Copy of Topic 3 Notes
Topic 3: Collecting Data
3.1 Importance of Data Collection
Truth in Data: Data collection methods that do not rely on chance lead to untrustworthy conclusions.
Random Assignment:
Minimizes bias
Reduces influence of known and unknown factors
Enables statistical inference methods
3.2 Understanding Randomness
Definition of Randomness:
Not just unpredictability; used as a statistical tool.
Obtaining truly random values is challenging.
3.3 Planning a Study
Population vs. Sample:
A population includes all items/subjects of interest.
A sample is a subset, enabling generalizations about the population.
Key Criteria for Sampling:
Sample must be random.
Selected from the relevant population.
3.4 Parameters and Statistics
Parameter: Numerical summary of a whole population.
Statistic: Numerical summary derived from a sample.
3.5 Census
Definition: Census attempts to collect data from all subjects in a population.
Challenges:
Practicality: Hard to locate individuals.
Timeliness: Populations can change over time.
Expense: High costs associated with conducting a census.

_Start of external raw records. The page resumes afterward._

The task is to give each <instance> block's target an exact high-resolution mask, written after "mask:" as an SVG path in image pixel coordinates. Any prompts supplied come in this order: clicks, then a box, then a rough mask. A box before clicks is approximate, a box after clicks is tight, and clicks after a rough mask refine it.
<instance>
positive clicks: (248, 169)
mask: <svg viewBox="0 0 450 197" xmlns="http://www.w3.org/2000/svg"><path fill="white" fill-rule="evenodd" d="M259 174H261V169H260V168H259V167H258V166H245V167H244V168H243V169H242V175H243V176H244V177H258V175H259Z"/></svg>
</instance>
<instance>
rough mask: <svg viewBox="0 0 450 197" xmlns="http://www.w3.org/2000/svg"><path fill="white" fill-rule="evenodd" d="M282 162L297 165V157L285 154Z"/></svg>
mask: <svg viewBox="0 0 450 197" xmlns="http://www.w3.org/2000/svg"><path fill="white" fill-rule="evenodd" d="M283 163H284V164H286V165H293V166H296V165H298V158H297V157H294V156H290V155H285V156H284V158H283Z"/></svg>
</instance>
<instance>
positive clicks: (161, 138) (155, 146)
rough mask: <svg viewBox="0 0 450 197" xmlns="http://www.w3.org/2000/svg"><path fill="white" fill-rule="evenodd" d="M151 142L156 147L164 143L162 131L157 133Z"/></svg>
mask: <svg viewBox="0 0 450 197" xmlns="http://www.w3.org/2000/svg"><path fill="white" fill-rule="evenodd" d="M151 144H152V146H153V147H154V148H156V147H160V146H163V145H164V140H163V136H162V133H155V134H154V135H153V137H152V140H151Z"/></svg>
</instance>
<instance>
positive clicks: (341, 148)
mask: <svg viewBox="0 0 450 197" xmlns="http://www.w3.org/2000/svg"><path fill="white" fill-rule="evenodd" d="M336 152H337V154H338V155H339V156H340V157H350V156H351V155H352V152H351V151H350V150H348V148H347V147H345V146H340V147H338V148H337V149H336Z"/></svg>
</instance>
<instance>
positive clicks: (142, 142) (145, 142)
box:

Accuracy: Potential for errors in data collection.
3.6 Observational Studies
Definition: Examinations of existing data without imposing treatments.
Types:
Retrospective: Studies past data.
Prospective: Follows individuals into the future.
Sample Surveys:
Collect data to infer about the population.

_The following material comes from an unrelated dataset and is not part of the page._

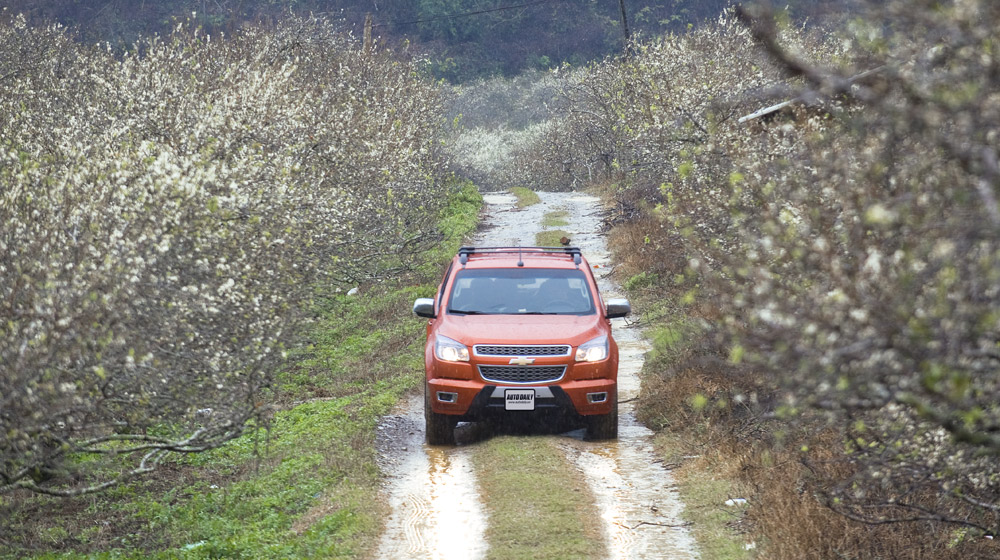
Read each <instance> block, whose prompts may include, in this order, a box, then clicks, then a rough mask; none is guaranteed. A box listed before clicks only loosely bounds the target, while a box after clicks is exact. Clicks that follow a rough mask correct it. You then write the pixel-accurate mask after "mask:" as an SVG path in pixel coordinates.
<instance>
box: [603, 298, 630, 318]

Cannot establish causal relationships.
3.7 Experiments
Definition: Assigning various conditions/treatments to participants.
Purpose: To determine causal relationships if well-designed.
3.8 Random Sampling Methods
Sampling Without Replacement: Each selected item cannot be chosen again.
Sampling With Replacement: An item can be selected multiple times.
3.9 Understanding Bias
Bias: Systematic favoritism towards certain responses.
Avoiding Bias: Use random selection when sampling.
3.10 Sampling Techniques
Simple Random Sample (SRS):
Every group of a given size has an equal chance of selection.
Methods: random number generators, tables of random numbers, drawing cards.
Stratified Random Sample:
Divides population into strata; selects random samples from each.
Advantages: Reduces variability when strata are homogeneous.
Disadvantages: Complexity in execution.
Cluster Sample:
Divides population into clusters; selects whole clusters randomly.
Advantages: Unbiased and easier to obtain.
Disadvantages: High variability if clusters are homogeneous.
Systematic Random Sample: Uses random starting point and fixed intervals for selection.
3.11 Multi-Stage Sampling
Definition: Combines several sampling methods for complexity and accuracy.
3.12 Bias in Sampling
Voluntary Response Bias: Sample consists of volunteers; often unrepresentative.
Undercoverage Bias: Portions of the population have reduced inclusion chances.
Nonresponse Bias: Nonrespondents differ from respondents.
Response Bias: Flaws in survey design impact responses (question wording, self-reports).
3.13 Sampling Variability
Definition: Variations in samples lead to different statistics.
Sample Size Impact: Larger samples reduce sampling error but do not eliminate bias.
3.14 Experimental Design
Experimental Units: Participants or objects receiving treatments.
Explanatory Variable: Intentionally manipulated variable in an experiment.
Response Variable: Outcome measured post-treatment.
Confounding Variable: Related to both explanatory and response variables, could mislead results.
3.15 Well-Designed Experiments
Key Features:
Comparative: At least two treatment groups.
Randomized: Random assignment of treatments.
Replication: Sufficient experimental units in each group.
Control: Minimize confounding variables.
3.16 Completely Randomized Design
Treatments assigned randomly to experimental units, balancing uncontrolled variables.
3.17 Control Measures
Control Group: Experimental unit group not given treatment or given placebo.
Placebo: A treatment identical to the real one but inactive.
Blinding: Avoids bias by keeping treatment assignments hidden.
3.18 Example Experimental Setup
Testing Fertilizer Claims:
Factor: Fertilizer (3 levels: none, ½ dose, full dose).
Control: Similar soil, locations, water, sun conditions.
Random Assignment for reliability.
3.19 Blocking
Definition: Treatment assignment within similar groups reduces variability.
3.20 Matched Pairs Design
Subjects arranged in pairs based on relevant characteristics; treatments randomly assigned within pairs.
3.21 Statistically Significant Results
Changes observed are unlikely due to chance, inferred causation based on statistical significance.
3.22 Generalizing Experiment Results
Generalization possible if experimental units are representative of a larger group. Random selection enhances representativeness.